• いつも長いこのメルマガだが、世間はゴールデンウイークに入ったということで、今日はさらに長くなることを許されたい。
  • 「越中富山の薬売り」、筆者のような地方に住んでいた人間にとって、薬売りのおじさんの来訪は、年に一度か二度の大イベントだった。おじさんは薬箱に入っている古い薬をチェックして回収し、新しい薬と交換したり、補充したりしながら、子供達には紙風船などのちょっとした玩具を、大人には色々な全国の面白い話をしてくれた。ドラッグストアどころか、薬局・薬店さえも少なく、医師や診療所や病院が極めて少なかった当時、おじさんが置いていく「置き薬」はまさしく命綱だった。
  • 全国の顧客を記した台帳、つまり「顧客名簿」は重要な情報資産だった。敬愛する五木寛之さんの第一エッセイ「風に吹かれて」では、富山出身の五木先生の友人が台帳を売って学費を工面するというエピソードが出てくる。そして、紙と筆で書かれたその重要情報資産の顧客台帳を手に、全国を回る薬売りの仕事はしんどいものだったろう。多分、その土地、その土地での名産や景色、人情などを楽しみながら、彼らは毎日歩き続けたのだろう。

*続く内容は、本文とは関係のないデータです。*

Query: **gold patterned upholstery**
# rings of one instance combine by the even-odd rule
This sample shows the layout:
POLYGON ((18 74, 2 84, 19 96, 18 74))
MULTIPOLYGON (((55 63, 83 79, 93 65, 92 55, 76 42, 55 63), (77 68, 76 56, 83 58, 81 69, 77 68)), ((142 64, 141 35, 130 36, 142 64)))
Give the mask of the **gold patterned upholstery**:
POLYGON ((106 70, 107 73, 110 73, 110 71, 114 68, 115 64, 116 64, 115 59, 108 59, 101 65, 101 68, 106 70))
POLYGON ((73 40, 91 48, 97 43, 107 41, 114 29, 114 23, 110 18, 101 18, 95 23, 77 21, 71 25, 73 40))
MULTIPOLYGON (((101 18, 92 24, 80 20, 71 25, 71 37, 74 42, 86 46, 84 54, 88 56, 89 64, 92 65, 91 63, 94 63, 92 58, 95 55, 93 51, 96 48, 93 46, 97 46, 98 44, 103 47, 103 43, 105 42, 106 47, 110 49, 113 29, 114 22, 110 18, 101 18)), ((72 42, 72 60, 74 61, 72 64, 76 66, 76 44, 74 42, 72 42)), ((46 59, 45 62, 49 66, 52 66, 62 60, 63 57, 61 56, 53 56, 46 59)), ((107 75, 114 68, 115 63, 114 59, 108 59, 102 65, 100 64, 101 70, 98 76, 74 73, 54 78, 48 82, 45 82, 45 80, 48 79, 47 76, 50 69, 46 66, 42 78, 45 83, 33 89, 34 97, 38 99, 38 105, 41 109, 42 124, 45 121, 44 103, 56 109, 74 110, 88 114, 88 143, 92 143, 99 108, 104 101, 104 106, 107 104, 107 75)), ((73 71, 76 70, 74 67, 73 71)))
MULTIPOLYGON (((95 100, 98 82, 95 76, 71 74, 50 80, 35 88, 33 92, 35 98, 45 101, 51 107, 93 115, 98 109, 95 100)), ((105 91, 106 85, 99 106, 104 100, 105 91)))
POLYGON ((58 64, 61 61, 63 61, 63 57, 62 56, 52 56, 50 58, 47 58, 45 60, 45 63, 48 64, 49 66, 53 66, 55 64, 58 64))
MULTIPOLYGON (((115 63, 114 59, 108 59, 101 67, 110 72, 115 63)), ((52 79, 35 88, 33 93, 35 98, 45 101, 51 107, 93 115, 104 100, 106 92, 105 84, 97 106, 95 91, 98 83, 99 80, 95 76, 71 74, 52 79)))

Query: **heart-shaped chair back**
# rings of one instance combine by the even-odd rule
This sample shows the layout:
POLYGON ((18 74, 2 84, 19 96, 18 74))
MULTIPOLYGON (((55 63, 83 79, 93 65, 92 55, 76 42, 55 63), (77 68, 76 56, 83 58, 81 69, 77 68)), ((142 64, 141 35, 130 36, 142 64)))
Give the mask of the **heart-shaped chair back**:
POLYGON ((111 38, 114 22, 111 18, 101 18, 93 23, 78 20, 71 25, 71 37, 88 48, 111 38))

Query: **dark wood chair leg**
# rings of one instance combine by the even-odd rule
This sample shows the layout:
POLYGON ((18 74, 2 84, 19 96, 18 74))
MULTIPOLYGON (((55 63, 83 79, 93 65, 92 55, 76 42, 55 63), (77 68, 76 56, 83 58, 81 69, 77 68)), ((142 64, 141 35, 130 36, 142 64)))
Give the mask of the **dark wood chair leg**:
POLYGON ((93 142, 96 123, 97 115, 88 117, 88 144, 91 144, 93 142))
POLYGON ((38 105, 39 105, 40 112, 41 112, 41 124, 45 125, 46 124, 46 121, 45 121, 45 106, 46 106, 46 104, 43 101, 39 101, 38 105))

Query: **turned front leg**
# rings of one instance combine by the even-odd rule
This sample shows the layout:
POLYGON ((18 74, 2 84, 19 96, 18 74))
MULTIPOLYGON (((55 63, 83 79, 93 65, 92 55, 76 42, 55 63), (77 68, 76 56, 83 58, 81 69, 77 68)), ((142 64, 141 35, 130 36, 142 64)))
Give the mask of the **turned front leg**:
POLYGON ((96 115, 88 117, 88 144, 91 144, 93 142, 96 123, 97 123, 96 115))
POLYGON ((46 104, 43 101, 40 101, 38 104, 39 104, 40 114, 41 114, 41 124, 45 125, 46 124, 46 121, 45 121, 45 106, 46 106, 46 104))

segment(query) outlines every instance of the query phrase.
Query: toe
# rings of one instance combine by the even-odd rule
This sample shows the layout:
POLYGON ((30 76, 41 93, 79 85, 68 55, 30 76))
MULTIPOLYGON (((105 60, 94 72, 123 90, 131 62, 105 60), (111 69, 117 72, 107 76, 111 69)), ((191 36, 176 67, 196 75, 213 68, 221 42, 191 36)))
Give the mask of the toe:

  • 似たようなことをしている筆者の楽しみは、伺った地域で音楽酒場、もっとハッキリ言えば「フォーク酒場」を探して行くことだ。音楽を聴かせてくれる酒場は三種類あり、一つはCDやアナログレコードなどを素晴らしいオーディオで聞かせてくれる「レコード酒場」、二つ目は有名無名のライブを聴かせてくれる「ライブハウス」、そして三つ目が客が自ら唄う「オープンマイク酒場」だ。この三つ目で唄われるのは1960年代以降のフォーク、ニューミュージック系が多く、しかもギターやキーボードの弾き語りが多かったため「フォーク酒場」と俗称で呼ぶ。
  • 以前は全国、どの街に行っても必ずあったフォーク酒場が急速に減りだしたのはコロナ禍で営業時間に制約がかかった2020年以降だ。ここから3~4年続いた感染防止措置としての営業停止と顧客のライフスタイルが変わったことは、彼らの店に致命的な打撃を与え、多くの店が閉じられることとなった。そして現在残っている店は、クラウドファンディングや常連からの寄付などで生きながらえたものだが、それでも決して経営的は楽ではない。その名残は彼らのウェブサイトやお店にある「カンパ箱」に見ることができる。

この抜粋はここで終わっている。